A declaração de Jesualdo Ferreira vai de encontro a uma de
Carlos Mozer, recolhida no livro já citado. «O Dino Baggio entrou com o
cotovelo e estuporou-lhe o rosto todo. O Silvino jorrava sangue do nariz e da
boca, não sabíamos se ele estava bem ou não. Ficámos muito abalados.»
Enquanto o Benfica se impressionava com o sofrimento do
guarda-redes, a Juventus ganhava o alento necessário para sair dos dias negros
em que vivia até essa segunda mão, com o treinador debaixo de fogo cerrado da
crítica. Se não vencesse saía, escreviam os jornais da altura, com o argumento
da má classificação na Serie A [terminou em quarto nesse ano].
«Lembro-me que o Giovanni Trapattoni estava numa posição
muito má, sob pressão enorme. Aquele lance aos dois minutos não atirou só o
nosso amigo Silvino para fora do jogo. A Juventus tinha uma grande necessidade
de ganhar e marcou-nos um golo logo a abrir», contou-nos Jesualdo Ferreira.

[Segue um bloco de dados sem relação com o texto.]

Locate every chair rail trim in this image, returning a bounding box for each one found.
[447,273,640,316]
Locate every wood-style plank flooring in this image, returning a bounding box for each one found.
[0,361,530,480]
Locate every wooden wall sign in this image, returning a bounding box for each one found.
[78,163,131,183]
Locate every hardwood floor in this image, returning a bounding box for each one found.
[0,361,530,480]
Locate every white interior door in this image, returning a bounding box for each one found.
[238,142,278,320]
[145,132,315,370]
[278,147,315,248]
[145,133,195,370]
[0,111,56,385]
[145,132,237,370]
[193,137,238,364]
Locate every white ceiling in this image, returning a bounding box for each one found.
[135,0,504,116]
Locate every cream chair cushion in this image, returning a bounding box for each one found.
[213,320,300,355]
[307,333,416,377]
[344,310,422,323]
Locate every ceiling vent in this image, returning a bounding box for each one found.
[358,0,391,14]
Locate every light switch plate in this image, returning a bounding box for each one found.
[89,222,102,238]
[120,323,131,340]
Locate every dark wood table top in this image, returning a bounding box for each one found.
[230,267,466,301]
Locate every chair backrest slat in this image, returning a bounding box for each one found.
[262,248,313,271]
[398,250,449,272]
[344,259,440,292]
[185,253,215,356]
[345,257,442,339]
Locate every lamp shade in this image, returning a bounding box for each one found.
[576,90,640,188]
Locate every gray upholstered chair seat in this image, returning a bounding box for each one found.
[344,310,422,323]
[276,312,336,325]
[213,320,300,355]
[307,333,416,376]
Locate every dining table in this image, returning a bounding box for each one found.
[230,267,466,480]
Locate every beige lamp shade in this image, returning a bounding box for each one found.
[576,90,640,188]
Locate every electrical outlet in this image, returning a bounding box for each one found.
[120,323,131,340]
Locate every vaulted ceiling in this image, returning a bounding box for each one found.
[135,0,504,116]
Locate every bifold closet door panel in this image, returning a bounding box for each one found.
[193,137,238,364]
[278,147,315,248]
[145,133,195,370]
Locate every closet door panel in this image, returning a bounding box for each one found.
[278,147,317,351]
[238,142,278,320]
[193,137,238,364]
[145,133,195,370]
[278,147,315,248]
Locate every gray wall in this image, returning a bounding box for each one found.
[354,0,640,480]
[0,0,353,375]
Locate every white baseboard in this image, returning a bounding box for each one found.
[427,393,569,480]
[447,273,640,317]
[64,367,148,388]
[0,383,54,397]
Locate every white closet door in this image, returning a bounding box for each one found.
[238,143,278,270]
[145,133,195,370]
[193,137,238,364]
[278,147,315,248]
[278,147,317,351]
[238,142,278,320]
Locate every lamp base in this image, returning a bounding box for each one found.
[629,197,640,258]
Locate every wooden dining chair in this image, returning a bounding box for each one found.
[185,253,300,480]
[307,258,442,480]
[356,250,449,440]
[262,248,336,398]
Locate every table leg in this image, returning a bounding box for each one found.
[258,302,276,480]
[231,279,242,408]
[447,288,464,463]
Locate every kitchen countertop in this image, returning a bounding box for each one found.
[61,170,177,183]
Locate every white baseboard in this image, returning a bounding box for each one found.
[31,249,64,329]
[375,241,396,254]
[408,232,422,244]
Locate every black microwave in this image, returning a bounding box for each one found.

Neno prepara-se para substituir Silvino; Jesualdo Ferreira
era adjunto de Toni no Benfica
Enquanto Sergey Yuran tentava, na frente, escapar ao
massacrante jogo de Jurgen Kohler, o meio-campo encarnado tinha de lidar e
estancar o jogo ofensivo dos transalpinos. «Jogámos com um duplo pivot, com o
Hélder mais subido ao lado do Paulo Sousa porque eles tinham dois homens na
frente que eram temíveis.»
No ataque, Roberto Baggio e Vialli, com Ravanelli de
reserva, no banco. «O Vialli era fantástico, aliás, na Sampdoria também fez
dupla com outro rapaz que jogava pouco, que era o Mancini», sublinhou o
professor. «Era complicado jogar contra uma equipa italiana naquela altura,
para além disso, sofremos um golo a abrir e outro em cima do intervalo.» Dino
Baggio, para engrandecer a «vilanice» marcou o 2-0 após novo canto.